In true Gothic horror fashion, the image shows a dim room with several ghostly portraits hanging from the walls, while the shadow of a figure with arms outstretched looms from a passageway. You can almost hear the zombie-like groaning sound that often seems to accompany such phenomena.
Hovering the mouse over the logo displays the words “Mary Shelley’s 213th birthday”, while clicking the image links to a search page for “Mary Shelley”. Born in 1797, Shelly began writing Frankenstein at the age of 18. The novel, while Gothic in style and influenced by the Romantic movement, is also considered one of the earliest works of science fiction.
The title character, scientist Victor Frankenstein, creates a terrifying monster in the likeness of man, albeit a big one, and all hell is let loose from there. The story has generated numerous interpretations over the years, including the mistaken attribution of the name “Frankenstein” to the monster, and the 80s song China in Your Hand by T’Pau. Frankenstein’s monster even appeared in Victorian-era anti-Irish propaganda (above right).
Dark themes explored within Shelley’s work have been attributed in part to ongoing tragedy during her own life. Her husband, the Romantic poet Percy Bysshe Shelley, drowned at sea. Three of the couple’s children never saw adolescence, and Shelley finally died after a decade of poor health at the age of 53.

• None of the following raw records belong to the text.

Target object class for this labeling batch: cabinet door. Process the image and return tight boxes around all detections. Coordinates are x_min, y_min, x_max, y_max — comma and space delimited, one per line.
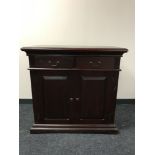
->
79, 71, 115, 123
31, 71, 73, 123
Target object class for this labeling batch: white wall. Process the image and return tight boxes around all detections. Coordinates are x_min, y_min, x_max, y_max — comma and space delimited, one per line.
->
19, 0, 135, 98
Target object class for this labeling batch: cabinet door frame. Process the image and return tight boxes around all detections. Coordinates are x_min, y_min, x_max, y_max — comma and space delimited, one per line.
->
76, 70, 118, 124
30, 70, 74, 124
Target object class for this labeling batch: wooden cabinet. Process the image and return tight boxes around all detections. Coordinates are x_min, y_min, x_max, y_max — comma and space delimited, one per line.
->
21, 47, 127, 133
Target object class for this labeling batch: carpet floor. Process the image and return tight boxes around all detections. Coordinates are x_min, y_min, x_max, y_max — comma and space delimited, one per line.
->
19, 104, 135, 155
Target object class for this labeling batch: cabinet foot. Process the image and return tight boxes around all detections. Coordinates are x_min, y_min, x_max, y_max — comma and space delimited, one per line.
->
30, 124, 119, 134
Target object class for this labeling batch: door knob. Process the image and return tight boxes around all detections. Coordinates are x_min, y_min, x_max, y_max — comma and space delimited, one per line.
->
69, 97, 73, 101
75, 97, 80, 101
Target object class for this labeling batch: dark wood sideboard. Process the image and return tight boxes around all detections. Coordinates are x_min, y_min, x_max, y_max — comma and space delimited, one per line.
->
21, 46, 128, 133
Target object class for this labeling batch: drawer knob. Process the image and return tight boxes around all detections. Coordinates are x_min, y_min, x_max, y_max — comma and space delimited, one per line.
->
75, 97, 80, 101
97, 61, 102, 64
69, 97, 73, 101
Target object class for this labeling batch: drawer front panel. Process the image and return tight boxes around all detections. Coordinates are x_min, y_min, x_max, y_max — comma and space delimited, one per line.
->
77, 57, 115, 69
34, 56, 74, 68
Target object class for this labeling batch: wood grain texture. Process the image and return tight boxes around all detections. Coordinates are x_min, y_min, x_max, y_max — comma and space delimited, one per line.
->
22, 47, 127, 133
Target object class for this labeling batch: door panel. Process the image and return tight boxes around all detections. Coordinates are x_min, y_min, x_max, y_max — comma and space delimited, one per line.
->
81, 75, 106, 119
79, 71, 113, 123
41, 71, 72, 123
43, 75, 68, 119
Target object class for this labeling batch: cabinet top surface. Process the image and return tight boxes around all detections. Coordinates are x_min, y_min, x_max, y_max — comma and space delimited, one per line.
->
21, 45, 128, 54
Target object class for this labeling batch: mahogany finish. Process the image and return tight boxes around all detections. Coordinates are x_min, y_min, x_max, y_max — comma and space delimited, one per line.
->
21, 47, 127, 133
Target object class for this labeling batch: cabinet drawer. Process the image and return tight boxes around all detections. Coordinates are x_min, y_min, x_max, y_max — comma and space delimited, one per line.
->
34, 55, 73, 68
77, 57, 115, 69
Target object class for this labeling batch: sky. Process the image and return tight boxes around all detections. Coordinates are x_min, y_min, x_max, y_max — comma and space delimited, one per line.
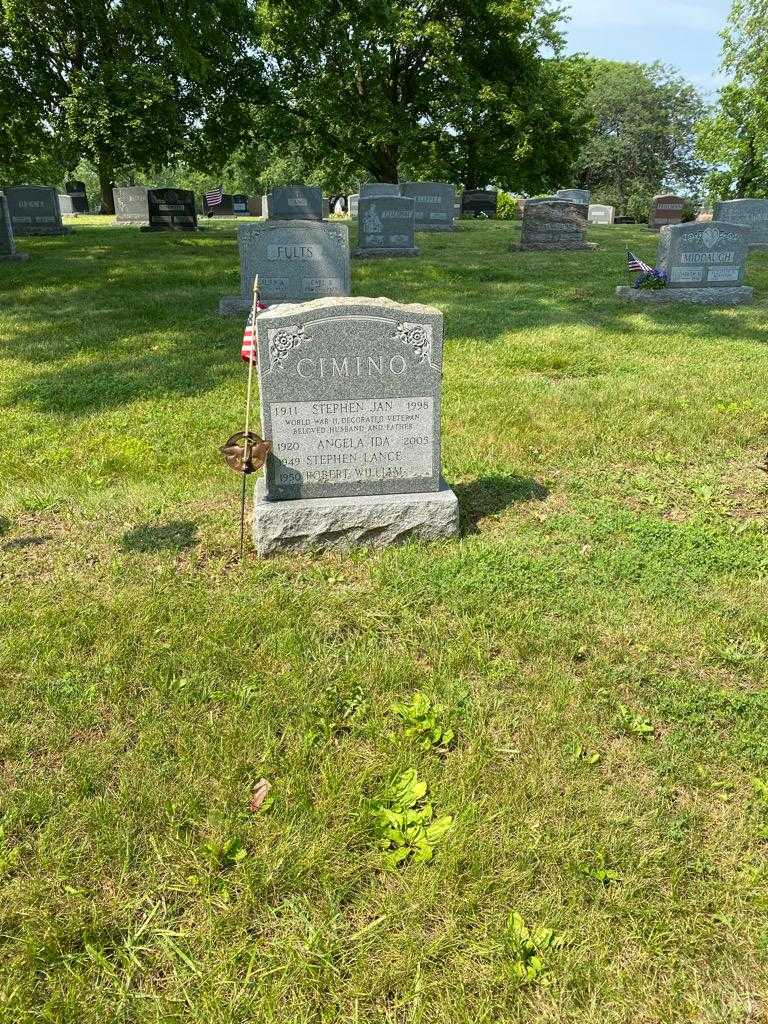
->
563, 0, 730, 98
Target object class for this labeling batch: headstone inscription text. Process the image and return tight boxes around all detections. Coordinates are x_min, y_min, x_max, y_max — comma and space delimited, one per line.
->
256, 298, 442, 501
656, 220, 750, 288
713, 199, 768, 249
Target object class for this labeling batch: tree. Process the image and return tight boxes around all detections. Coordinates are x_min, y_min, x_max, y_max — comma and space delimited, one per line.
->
574, 60, 705, 214
0, 0, 266, 212
698, 0, 768, 199
253, 0, 589, 191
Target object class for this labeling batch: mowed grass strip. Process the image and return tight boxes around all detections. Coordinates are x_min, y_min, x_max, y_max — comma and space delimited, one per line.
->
0, 218, 768, 1024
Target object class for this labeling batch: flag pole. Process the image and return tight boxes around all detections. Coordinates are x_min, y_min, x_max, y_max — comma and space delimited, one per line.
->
240, 274, 259, 562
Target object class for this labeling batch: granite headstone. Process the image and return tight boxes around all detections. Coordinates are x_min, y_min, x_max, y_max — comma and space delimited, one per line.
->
648, 196, 685, 230
219, 220, 350, 315
400, 181, 456, 231
587, 203, 615, 224
713, 199, 768, 249
461, 188, 499, 218
518, 199, 597, 252
0, 193, 28, 262
5, 185, 72, 238
65, 181, 89, 213
353, 195, 419, 257
267, 185, 323, 220
254, 298, 458, 554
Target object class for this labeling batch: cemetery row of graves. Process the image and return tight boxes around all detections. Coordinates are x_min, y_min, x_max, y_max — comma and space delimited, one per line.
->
0, 172, 768, 1024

Google Doodles – the search engine’s signature homepage images – change regularly to reflect major events. Birthdays of authors JM Barrie and Hans Christian Anderson have also been celebrated, as have the Apollo 11 lunar landing and The Wizard of Oz. The first Google Doodle depicted the Burning Man Festival of 1998, while last year UFOs and crop circles commemorated the birthday of science fiction genius H.G. Wells.